Erfelijke ziekten kunnen direct of indirect worden overgedragen via de genen van ouders. Onder de juiste omstandigheden kan het gen zich ontwikkelen en ziekten veroorzaken bij het nageslacht. Ziekten worden overgedragen op een of meer nakomelingen en er komen ook erfelijke mutaties voor: spontane veranderingen in het functioneren van genen.
Veel erfelijke ziekten worden veroorzaakt door plotselinge veranderingen in chromosomen of ontwikkelingsstoornissen. Er is ook een verhoogde neiging om mutaties over te dragen tijdens overerving. Bijgevolg zijn veel aandoeningen erfelijk. Dit mechanisme van overdracht van veel aandoeningen komt vooral veel voor in segregerende populaties die een zeer laag migratieniveau ervaren.
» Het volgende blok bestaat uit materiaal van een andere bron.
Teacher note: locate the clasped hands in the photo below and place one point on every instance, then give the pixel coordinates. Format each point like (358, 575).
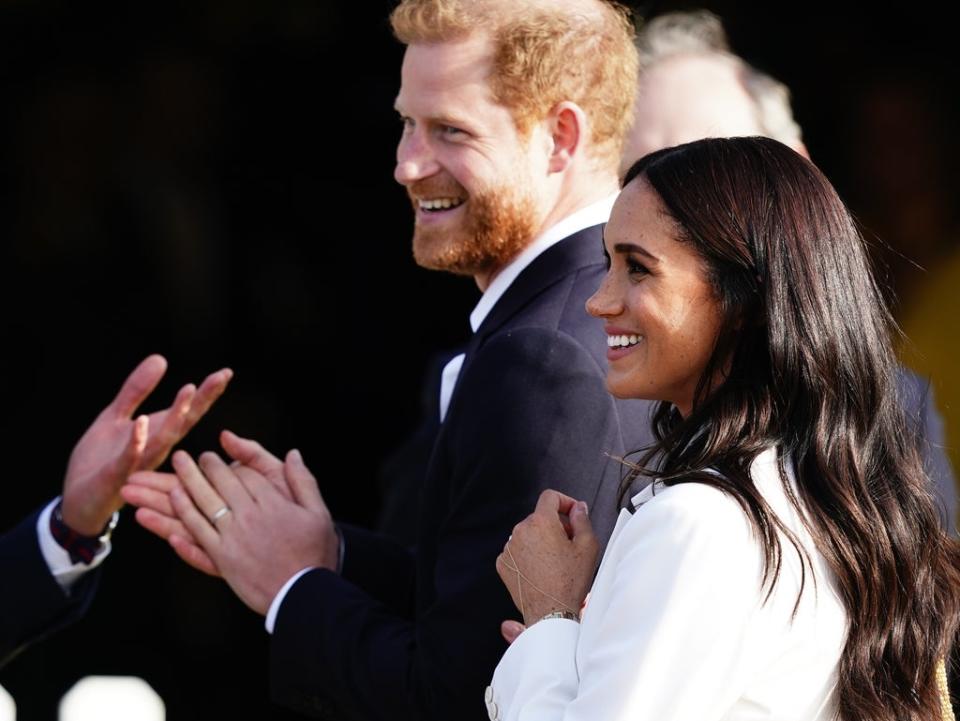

Erfelijke ziekten zijn zeer vaak voorkomende en kostbare problemen voor de samenleving, vooral voor het ouderensegment. Het belangrijkste symptoom dat op een erfelijke ziekte wijst, is de aanwezigheid van familieleden die aan dezelfde ziekte lijden. Het is dit kenmerk dat de genetische connectie volledig onthult: als leden van dezelfde familie aan dezelfde ziekten lijden, wordt het gen voor het probleem hoogstwaarschijnlijk doorgegeven aan nakomelingen. Tijdens de diagnose moet rekening worden gehouden met de medische geschiedenis van ouders, symptomen en nuances van de ontwikkeling van ziekten bij kinderen en naaste familieleden.